Sometimes it seems as if there is very little difference between the act of writing a novel and the act of building a garden. I love doing both and occasionally it is necessary to do one while ignoring the other. Thus I have been absent from the blog and my desk in general because I have been building a garden -- a big garden with lots of little parts, different plots (sorry...couldn't resist the pun!) and characters -- and it has been glorious. And very necessary as a way of climbing out the fog of last year -- shifting from being a full time caregiver to my mother, to a writer day dreaming up the next novel into words. Gardening provides a bridge from last year into this for the physical acts of gardening are much like the literary ones of creating a story.
Each section of the garden has its own colors, its own textures, its own needs -- yet at a glance it must come together as a whole. Each plant has its own character and no amount of my forcing will let it be anything other than itself. There is time to reflect, to create. I find myself inspired by the dirt under my nails, the sun on my back and the almost constant whirring sound of the hummingbirds that have arrived to inspect the new flowering plants I have added especially for them. The air is redolent with orange blossoms, tombstone roses and compost. And when I focus too long on small part, I look up to see the spears of green in the canopy of the newly trimmed mesquite tree that sprawls over most of the backyard.
Front and back of this little house are very different. The front is open to the sun and the Mexican poppies here have taken it over in a fiery blaze. I have a narrow planter on side in which I planted a cactus garden that has begun to bloom and will over the next two months.

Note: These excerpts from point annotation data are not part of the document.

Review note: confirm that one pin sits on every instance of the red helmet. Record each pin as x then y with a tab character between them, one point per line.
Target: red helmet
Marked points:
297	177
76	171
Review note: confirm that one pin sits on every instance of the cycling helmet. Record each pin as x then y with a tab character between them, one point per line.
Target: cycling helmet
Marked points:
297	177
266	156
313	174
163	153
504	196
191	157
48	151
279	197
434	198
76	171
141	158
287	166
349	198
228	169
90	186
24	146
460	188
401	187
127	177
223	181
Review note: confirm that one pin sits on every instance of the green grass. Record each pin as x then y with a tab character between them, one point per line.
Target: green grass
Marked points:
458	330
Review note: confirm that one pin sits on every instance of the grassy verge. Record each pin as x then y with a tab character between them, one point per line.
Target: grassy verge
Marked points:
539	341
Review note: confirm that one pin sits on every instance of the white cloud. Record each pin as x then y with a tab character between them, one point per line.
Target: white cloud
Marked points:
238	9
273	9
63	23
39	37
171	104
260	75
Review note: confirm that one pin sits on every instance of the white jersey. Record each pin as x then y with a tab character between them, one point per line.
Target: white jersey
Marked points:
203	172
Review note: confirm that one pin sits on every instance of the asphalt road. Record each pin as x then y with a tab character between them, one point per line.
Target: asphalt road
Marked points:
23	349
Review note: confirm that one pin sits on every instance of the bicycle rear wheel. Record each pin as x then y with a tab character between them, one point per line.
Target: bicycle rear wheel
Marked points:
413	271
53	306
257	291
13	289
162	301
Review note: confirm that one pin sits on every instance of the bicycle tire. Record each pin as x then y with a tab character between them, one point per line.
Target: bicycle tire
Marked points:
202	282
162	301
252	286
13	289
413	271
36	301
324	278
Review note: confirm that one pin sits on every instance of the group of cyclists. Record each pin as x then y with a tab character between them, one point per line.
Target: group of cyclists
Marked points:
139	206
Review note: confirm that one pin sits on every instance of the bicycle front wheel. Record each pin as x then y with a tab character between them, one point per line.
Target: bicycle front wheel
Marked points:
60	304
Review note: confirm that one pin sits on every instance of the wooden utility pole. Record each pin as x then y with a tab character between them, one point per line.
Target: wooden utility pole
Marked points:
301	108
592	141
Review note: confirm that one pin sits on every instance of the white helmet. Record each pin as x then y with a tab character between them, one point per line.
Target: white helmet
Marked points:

The back of the house is like a secret garden. The mesquite looms over everything, the patio roof is buried beneath a huge coverlet of tombstone roses and I have planted many new sections with different flowers -- some for butterfly, some for hummingbirds. There is a night blooming cereus cactus that drapes itself over the trunk and branches of the tree and when it blooms will attract the bats and the luna moths.
So am I working on my novel. Really. The garden restores, and stories happen.